For the next generations to grow up happy and successful, learning, adapting and (international) connecting seem crucial. However, we still teach more history than future, more print than digital, more achieving than failing, and more local than global.
Some say that education, as a system, can only be changed top down, starting with top universities. But if creativity, imagination and experimenting is what our future needs, it seems a no-brainer to preserve the good stuff, starting in Kindergarten or before. How can we play more to learn better?
6 Trends that are Redefining Play and Re-imagining Learning
From the first moment that One Globe Kids joined the Ashoka and LEGO Foundation’s Re-Imagine Learning Challenge, we tried to learn as much as we could from other projects. After studying many of them, six trends stood out:
Kid-preneurs: Kids are taking charge of making the world a better place – and educators are helping them start projects and business in the real world. Pacesetters all took on pieces of the challenge: tools, awards, curriculum, and success stories. The earlier they start change-making, the better.
“You are never too young to change a life on the other side of the world” – Kidknits
Hands-on, Minds-on: Dedicated, open spaces that support all kinds of makerspaces, tinkerteams, and collaborative exploring facilitates the learning and building process. Having a dedicated space for arts and crafts might not seem so new at first sight. However, combining low- and high-tech tools with design thinking opens up new ways to learn to solve problems.
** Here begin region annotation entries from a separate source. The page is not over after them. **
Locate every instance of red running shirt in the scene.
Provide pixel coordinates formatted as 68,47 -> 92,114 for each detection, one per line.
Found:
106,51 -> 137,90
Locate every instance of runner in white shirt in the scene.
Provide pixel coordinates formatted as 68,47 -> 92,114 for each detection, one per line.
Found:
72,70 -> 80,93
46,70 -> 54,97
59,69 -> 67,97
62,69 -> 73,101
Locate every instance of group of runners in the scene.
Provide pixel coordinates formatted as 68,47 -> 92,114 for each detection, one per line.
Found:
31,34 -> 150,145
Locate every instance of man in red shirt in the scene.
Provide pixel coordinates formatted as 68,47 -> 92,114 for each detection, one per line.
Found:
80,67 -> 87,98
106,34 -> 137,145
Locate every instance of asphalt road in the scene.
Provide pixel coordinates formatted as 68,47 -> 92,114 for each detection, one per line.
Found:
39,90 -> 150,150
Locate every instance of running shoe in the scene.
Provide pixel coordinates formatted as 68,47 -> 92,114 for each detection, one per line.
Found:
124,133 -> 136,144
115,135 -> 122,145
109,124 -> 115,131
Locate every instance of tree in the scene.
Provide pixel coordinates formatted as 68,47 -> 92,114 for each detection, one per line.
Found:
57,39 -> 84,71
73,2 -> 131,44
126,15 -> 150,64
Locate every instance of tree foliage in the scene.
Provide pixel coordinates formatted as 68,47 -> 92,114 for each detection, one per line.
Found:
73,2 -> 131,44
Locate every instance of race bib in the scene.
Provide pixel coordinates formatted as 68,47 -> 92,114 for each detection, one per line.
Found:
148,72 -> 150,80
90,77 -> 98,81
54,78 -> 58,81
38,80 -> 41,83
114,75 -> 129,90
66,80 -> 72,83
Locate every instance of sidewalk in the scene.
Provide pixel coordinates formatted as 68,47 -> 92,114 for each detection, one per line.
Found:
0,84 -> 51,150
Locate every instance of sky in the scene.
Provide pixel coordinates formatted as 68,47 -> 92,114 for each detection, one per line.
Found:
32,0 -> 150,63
Add pop-up locations and working on local community needs to the mix and you have something promising.
“ Young makers become masters and develop their own ‘how tos’ ” – Makeosity
Empathy Awareness: There seemed to be a buzz about how to increase empathy among kids through education and play. Either with the help of animals, by facilitating (virtual) joint play for children that wouldn’t easily meet otherwise, or by organizing meet & greets that foster intergroup contact, many entries focus on playing to learn with, about and from others outside of a daily circle. However, how to measure and monitor impact and results needs flushing out. To be continued for sure!
“Here he can be himself and find folks who celebrate differences” – Extreme Kids
Virtual Reality: Multiple entries use technology to make the foreign feel familiar and bring far-away knowledge closer to home. Virtual play will make it easier and more fun to practice skills and “live” real-world scenarios without facing serious consequences . Games also let kids step into other people’s shoes and look at challenges from multiple perspectives, with the option to fail softly.
“Online games have what it takes to get Israelis and Palestinians together” – Games for Peace
Gamifying Education: Playing games, both offline and online, makes learning more fun and adventurous. The amount of entries that use game play (ao board games, sports, treasure hunts) to make traditional school subjects current and challenging was striking. The real innovative ones are able to connect the virtual game with the physical classroom.
“There are a few schools in Germany where young students are actually ignoring the bell, preferring instead to continue their studies with “Professor S.,” – Professor S
Intergenerational Play: It’s important for all members of a community to get involved in the learning process. Playing with young thinkers and sharing experience and wisdom is vital. Some entries focus on the role of older generations and/or on the use of local traditional events/activities.
“In Africa, when an elder dies, it is a library burning down” – The Grandmother project
We are proud and excited to be part of such an amazing community of people who let their creative juices flow into such unique learning opportunities. Re-imagining learning is fun and seems to be at a tipping point.